Slowly Changing Dimension Type 2
CREATE TABLE silver.dim_customers (
customer_key INT NOT NULL,
customer_id VARCHAR,
customer_name VARCHAR,
email VARCHAR,
start_date DATE,
end_date DATE,
is_current BOOLEAN
)
USING iceberg
PARTITIONED BY (year(start_date));Monitoring and Governance
Effective lakehouse management requires continuous monitoring and governance practices.
-- Table size and growth
SELECT
table_name,
ROUND(size_in_bytes / 1e9, 2) as size_gb,
row_count
FROM iceberg_metadata
ORDER BY size_in_bytes DESC;
-- Data freshness
SELECT
table_name,
MAX(loaded_timestamp) as latest_load
FROM bronze_tables
GROUP BY table_name;Best Practices Summary
- Isolate zones: Keep bronze, silver, and gold in separate logical areas
- Partition strategically: Use date and source partitioning for efficient queries
- Automate ingestion: Use managed CDC tools like Debezium for PostgreSQL
- Compact regularly: Schedule weekly compaction for all zones
- Version schemas: Track schema changes with Git or metadata tools
- Monitor quality: Implement automated data quality checks
- Encrypt sensitive data: Use column-level encryption in the lakehouse
- Archive cold data: Move old partitions to S3 Glacier for cost optimization
- Test transformations: Use staging areas for validation before production
- Document lineage: Maintain data lineage for compliance and debugging
Conclusion
Building a modern data lakehouse with Apache Iceberg, CDC replication, and the bronze-silver-gold architecture provides a robust foundation for scalable, governed analytics.
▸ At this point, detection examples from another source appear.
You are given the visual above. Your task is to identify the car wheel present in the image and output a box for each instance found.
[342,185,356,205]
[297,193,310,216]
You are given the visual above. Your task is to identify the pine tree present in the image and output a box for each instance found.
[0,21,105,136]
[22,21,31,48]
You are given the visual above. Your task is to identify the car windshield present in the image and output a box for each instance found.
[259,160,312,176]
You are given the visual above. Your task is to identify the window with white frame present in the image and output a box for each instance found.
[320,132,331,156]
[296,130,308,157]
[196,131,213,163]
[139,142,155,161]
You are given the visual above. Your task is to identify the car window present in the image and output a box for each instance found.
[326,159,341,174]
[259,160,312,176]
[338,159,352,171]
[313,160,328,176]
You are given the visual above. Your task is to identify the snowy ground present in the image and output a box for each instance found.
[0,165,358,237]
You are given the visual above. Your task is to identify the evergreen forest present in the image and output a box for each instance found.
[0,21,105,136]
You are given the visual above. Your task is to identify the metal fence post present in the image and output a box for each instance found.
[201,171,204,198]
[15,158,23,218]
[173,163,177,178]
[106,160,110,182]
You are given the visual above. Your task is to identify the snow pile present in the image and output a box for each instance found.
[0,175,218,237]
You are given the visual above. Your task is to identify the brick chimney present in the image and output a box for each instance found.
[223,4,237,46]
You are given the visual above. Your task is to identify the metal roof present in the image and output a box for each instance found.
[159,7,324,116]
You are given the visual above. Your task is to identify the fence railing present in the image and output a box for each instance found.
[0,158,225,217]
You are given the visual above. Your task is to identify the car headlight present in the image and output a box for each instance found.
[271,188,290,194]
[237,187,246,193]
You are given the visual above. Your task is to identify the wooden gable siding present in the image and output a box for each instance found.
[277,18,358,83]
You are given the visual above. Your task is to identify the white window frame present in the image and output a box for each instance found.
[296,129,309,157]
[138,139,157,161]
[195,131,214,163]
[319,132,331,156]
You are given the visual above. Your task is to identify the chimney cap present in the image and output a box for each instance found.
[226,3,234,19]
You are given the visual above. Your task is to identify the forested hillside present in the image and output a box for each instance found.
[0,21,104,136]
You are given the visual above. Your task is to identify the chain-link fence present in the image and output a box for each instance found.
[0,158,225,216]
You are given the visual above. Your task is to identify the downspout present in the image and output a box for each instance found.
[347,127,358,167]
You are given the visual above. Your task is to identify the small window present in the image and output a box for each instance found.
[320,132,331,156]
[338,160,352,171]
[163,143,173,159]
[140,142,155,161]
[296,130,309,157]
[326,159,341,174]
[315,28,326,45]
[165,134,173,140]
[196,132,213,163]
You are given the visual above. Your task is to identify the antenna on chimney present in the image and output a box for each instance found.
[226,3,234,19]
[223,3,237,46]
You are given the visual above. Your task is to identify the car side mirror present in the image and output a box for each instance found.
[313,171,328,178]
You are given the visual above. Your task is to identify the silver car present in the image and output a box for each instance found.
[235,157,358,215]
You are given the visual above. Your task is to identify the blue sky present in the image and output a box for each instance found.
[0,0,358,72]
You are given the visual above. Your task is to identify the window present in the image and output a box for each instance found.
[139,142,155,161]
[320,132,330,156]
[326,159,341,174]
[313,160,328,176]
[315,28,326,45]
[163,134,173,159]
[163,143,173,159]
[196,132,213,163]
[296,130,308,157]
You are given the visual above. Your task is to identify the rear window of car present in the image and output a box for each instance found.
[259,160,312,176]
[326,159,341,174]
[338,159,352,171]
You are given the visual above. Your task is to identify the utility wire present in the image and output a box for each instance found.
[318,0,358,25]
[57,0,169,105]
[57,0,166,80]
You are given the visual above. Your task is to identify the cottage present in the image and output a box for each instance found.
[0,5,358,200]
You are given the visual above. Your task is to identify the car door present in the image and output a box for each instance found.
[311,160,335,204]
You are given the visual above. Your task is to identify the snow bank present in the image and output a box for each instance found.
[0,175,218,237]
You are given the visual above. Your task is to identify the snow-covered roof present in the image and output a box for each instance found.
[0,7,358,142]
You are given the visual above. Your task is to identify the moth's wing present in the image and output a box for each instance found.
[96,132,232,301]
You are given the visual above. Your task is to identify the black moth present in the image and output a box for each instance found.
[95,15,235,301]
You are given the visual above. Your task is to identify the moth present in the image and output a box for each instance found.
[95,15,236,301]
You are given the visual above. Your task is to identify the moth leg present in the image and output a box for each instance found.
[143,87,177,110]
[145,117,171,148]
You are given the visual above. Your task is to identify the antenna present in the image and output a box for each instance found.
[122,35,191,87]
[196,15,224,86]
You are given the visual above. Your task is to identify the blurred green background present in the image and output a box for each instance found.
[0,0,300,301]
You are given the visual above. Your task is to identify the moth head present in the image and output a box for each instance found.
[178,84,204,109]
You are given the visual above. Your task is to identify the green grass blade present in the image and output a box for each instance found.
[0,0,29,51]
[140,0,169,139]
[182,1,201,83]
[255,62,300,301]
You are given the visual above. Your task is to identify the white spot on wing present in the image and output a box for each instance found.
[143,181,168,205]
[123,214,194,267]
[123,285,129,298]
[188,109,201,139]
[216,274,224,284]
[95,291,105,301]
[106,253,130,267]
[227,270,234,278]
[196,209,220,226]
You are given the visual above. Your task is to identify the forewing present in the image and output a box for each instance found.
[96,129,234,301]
By following the patterns and practices outlined in this guide—from S3 organization to data curation, compaction, delete handling, and dimensional modeling—organizations can create a platform that balances flexibility with structure, performance with cost-effectiveness.
The combination of Iceberg's reliability, PostgreSQL's CDC capabilities, and thoughtful architectural patterns transforms data infrastructure into a competitive advantage. Start with foundational bronze tables capturing raw data, progress through silver zone curation and integration, and deliver business value through gold zone analytics.
Your journey to a modern data lakehouse starts today.